Il dépassait un peu. Tout le monde connait cette vague impression de faire une erreur.
Nous avons déboulé sur le terre-plein et y avons retrouvé Caroline. Il nous fallait chercher un restaurant. Anny-Claude m’avait conseillé une terrasse rue Saint Honoré. Au moment de traverser l’avenue de l’Opéra, constatant combien l’endroit était bruyant, nous avons rebroussé chemin. Des camions de télévision encombraient les abords de la Comédie française et le public arrivait à flot pour la séance de vingt heures. Nous sommes retournés vers le jardin. Arrivés aux colonnes de Buren, machinalement, j’ai mis ma main dans la poche. Mon téléphone avait disparu !
Vous connaissez ! On perd tout en une seconde. Ses adresses de téléphone et de mail, ses photos. Impressions de mini naufrage.
Nous avons refait le trajet. Les techniciens de la télévision se sont mis en quatre pour nous aider, mais c’était sans espoir. Gilles au milieu des colonnes, dans le décor de Charade, le fameux film policier avec Audrey Hepburn revu récemment à la télévision, a appelé l’opérateur pour bloquer l’appareil.
Nous avons tout de même pu dîner agréablement au Villalys. Une joyeuse tablée de jeunes, probablement une promotion d’étudiants, nous a fait changer de place et c’est un peu plus loin avec leurs rires en arrière-plan et la sérénité du jardin du Palais-Royal que j’ai pu retrouver mes esprits et relativiser une perte, finalement toute relative, puisque des sauvegardes avaient été réalisées peu de temps auparavant. Mes photos de travail avaient miraculeusement échappé à l’incident ! Merci à Caro qui nous invitait d’avoir su prendre l’évènement avec philosophie et gentillesse !

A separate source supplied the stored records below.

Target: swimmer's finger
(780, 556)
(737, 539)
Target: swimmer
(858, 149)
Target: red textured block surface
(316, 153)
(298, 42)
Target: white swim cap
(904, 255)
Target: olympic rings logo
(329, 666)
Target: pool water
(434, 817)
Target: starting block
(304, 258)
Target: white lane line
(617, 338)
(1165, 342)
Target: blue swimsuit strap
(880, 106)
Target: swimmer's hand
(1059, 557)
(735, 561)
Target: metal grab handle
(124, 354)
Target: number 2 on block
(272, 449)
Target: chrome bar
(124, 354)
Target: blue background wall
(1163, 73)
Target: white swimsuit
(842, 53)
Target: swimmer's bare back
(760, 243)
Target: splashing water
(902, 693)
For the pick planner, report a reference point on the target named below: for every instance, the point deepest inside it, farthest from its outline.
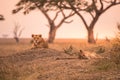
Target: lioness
(38, 41)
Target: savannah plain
(59, 61)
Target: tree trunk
(52, 34)
(91, 36)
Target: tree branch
(64, 18)
(74, 9)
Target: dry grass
(18, 62)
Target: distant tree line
(93, 8)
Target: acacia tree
(45, 6)
(2, 17)
(17, 31)
(93, 8)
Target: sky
(36, 23)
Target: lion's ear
(32, 35)
(40, 35)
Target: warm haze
(36, 23)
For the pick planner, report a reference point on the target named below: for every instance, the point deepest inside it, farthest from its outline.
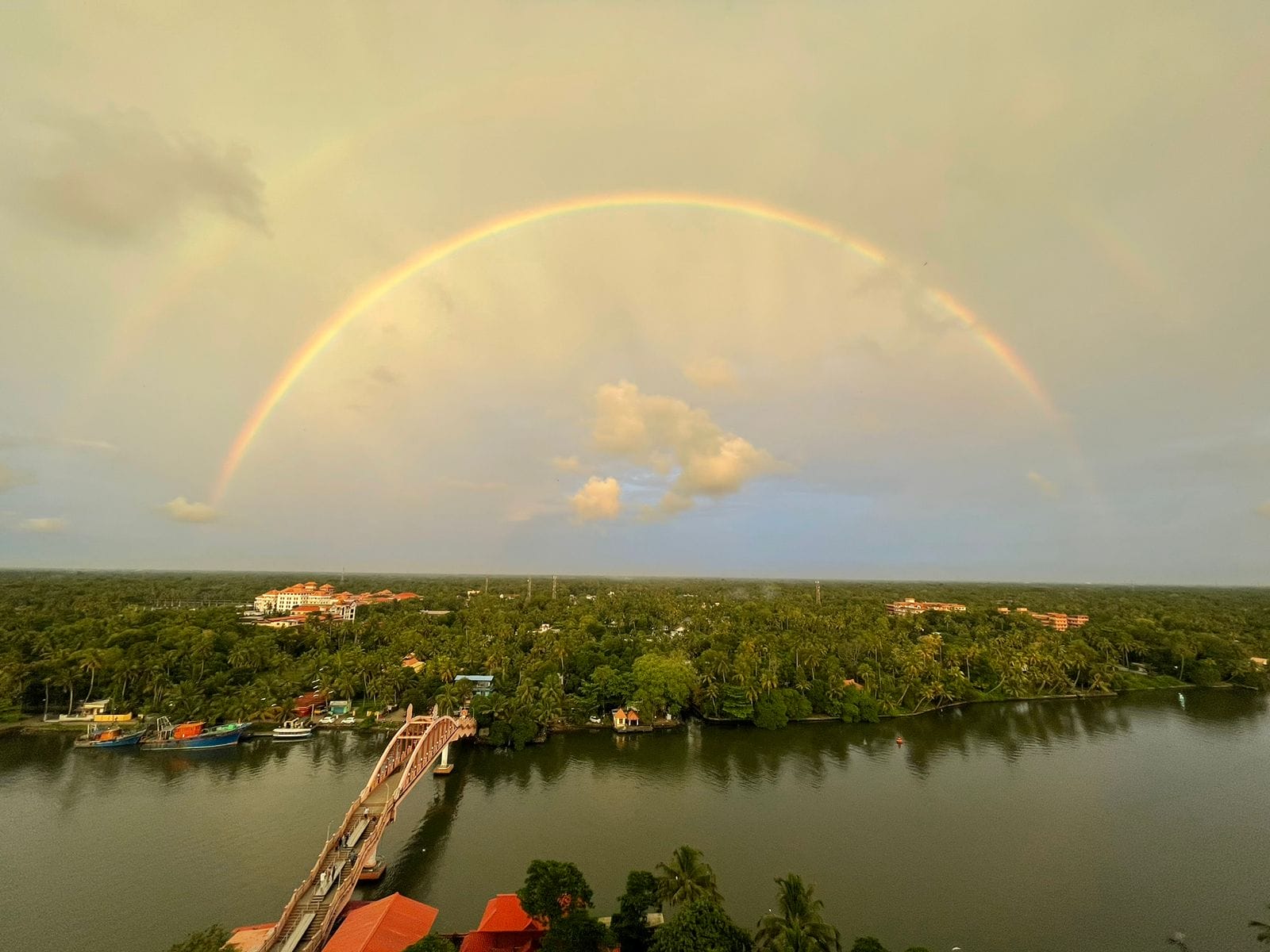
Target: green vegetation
(765, 653)
(210, 939)
(431, 943)
(798, 924)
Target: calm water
(1052, 825)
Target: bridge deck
(311, 913)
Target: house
(505, 927)
(911, 606)
(413, 663)
(287, 621)
(389, 924)
(309, 704)
(625, 720)
(482, 685)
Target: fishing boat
(294, 729)
(110, 738)
(194, 735)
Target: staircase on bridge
(309, 918)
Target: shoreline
(32, 725)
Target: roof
(389, 924)
(505, 914)
(249, 939)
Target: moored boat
(194, 735)
(294, 729)
(110, 738)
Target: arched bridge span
(309, 918)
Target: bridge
(309, 918)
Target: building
(286, 621)
(505, 927)
(1052, 620)
(338, 606)
(911, 606)
(389, 924)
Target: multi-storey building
(1058, 621)
(911, 606)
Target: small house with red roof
(625, 719)
(505, 927)
(389, 924)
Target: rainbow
(389, 281)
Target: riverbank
(1142, 776)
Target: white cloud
(597, 499)
(1045, 486)
(666, 435)
(711, 374)
(46, 524)
(12, 479)
(181, 509)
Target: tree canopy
(702, 926)
(554, 890)
(687, 877)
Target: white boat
(295, 729)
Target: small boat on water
(194, 735)
(110, 738)
(294, 729)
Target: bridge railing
(418, 738)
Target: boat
(194, 735)
(110, 738)
(294, 729)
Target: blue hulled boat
(194, 735)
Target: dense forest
(762, 651)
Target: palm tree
(686, 877)
(798, 926)
(1263, 928)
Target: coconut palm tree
(686, 877)
(798, 924)
(1263, 928)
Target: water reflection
(1105, 797)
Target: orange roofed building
(389, 924)
(506, 927)
(911, 606)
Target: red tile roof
(505, 914)
(385, 926)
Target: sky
(812, 290)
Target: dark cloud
(120, 178)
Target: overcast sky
(190, 190)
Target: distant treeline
(762, 651)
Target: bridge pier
(374, 869)
(444, 766)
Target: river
(1103, 824)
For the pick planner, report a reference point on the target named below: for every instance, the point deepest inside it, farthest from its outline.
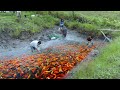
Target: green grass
(90, 21)
(34, 25)
(105, 66)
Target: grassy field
(83, 21)
(105, 66)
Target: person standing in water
(89, 39)
(61, 23)
(34, 45)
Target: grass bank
(105, 66)
(82, 21)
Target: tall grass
(105, 66)
(32, 25)
(89, 21)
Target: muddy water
(23, 48)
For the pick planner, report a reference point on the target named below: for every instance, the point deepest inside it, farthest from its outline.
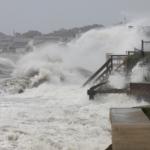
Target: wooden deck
(130, 129)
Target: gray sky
(48, 15)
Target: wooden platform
(130, 129)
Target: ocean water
(43, 105)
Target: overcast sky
(49, 15)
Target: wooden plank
(130, 129)
(97, 72)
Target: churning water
(53, 112)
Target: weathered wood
(97, 72)
(140, 89)
(130, 129)
(105, 91)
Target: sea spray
(57, 114)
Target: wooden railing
(106, 67)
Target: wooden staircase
(101, 76)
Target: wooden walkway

Le lendemain, je suis allée faire une déclaration de perte au commissariat.
Un chantier le remplaçait ! Retour à la maison. Un méli-mélo d’informations notait des commissariats loin de chez nous. Un site très mal fait indiquait un poste de police à deux pas, dans le bâtiment refait à neuf de la grande poste. Tout de même, nous l’aurions su ! Le lendemain en allant faire les courses, Gilles est allé voir. Oui, il y avait bien là un bureau de police et qui pouvait même enregistrer le vol.

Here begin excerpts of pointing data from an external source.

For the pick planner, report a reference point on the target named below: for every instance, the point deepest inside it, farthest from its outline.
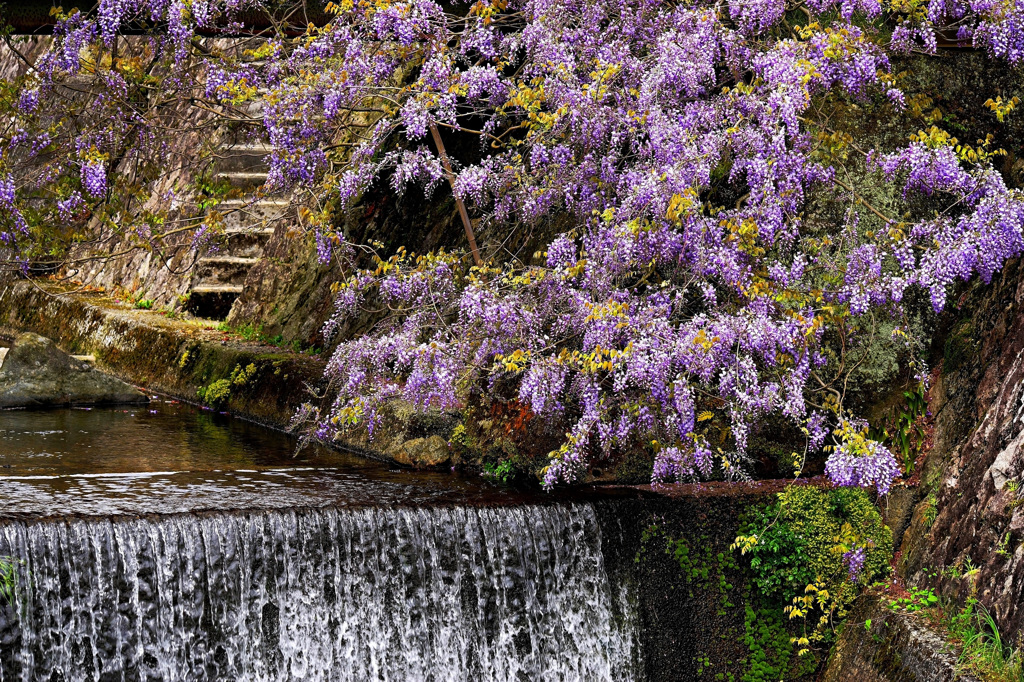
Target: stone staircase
(219, 276)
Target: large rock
(878, 644)
(37, 374)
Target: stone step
(243, 158)
(246, 243)
(240, 214)
(243, 179)
(219, 270)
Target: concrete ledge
(172, 356)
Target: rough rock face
(35, 374)
(972, 512)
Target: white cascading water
(448, 593)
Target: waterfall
(443, 593)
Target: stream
(171, 543)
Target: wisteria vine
(669, 316)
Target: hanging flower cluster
(691, 300)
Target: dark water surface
(170, 457)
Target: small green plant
(504, 471)
(918, 599)
(903, 427)
(251, 332)
(216, 393)
(931, 510)
(982, 650)
(241, 377)
(8, 579)
(1004, 548)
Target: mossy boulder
(37, 374)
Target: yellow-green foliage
(800, 541)
(241, 377)
(216, 393)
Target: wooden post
(462, 207)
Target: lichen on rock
(37, 374)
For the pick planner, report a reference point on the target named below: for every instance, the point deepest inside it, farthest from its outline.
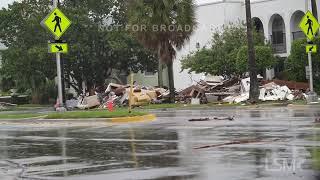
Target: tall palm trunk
(254, 86)
(314, 8)
(171, 81)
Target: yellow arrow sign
(311, 48)
(58, 48)
(56, 22)
(309, 25)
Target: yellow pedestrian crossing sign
(311, 48)
(309, 25)
(58, 48)
(56, 22)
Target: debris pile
(212, 89)
(118, 95)
(234, 90)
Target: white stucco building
(278, 19)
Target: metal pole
(310, 71)
(131, 92)
(58, 60)
(312, 96)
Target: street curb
(134, 119)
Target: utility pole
(58, 61)
(312, 96)
(254, 86)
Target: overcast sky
(4, 3)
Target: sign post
(57, 23)
(310, 26)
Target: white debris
(268, 92)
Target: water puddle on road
(258, 144)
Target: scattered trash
(211, 89)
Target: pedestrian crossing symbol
(311, 48)
(309, 25)
(58, 48)
(56, 22)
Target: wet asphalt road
(268, 144)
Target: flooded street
(265, 144)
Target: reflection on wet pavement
(282, 143)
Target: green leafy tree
(165, 26)
(221, 57)
(97, 47)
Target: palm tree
(254, 86)
(163, 26)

J’y ai couru. C’est ainsi qu’évitant les interminables attentes propres à ce genre de démarches, le commissaire de police m’a prise en charge. Grand, brun, visage charpenté, un peu sévère, il boitait légèrement. Séquelles d’intervention ? Ses collègues l’appelaient Marco. Il a d’abord blagué :
— Impossible de recevoir votre déposition. On est en grève !
— Comme d’habitude ! ai-je répondu.
Il m’a introduite dans son bureau et devant son clavier, il a posé les questions d’usage : vol à la tire, lieu du vol, numéro du portable…
— Un roman, lui ai-je dit.
— Pas vraiment, a-t-il répondu.
— Les romans ne se terminent pas tous bien ! Surtout les romans policiers.
Il a vaguement souri tout en se battant avec son ordinateur qui ne voulait pas envoyer la déposition par Internet. Il a fini par l’imprimer avec les plus grandes difficultés. Je lui ai demandé :
— Depuis combien de temps ce commissariat est-il ouvert ?
— Depuis vendredi dernier.
On était mercredi !
De retour à la maison, le téléphone a sonné. C’était le commissaire qui m’annonçait fort gentiment qu’il avait enfin pu m’envoyer la déclaration par internet. Je l’ai abondamment remercié.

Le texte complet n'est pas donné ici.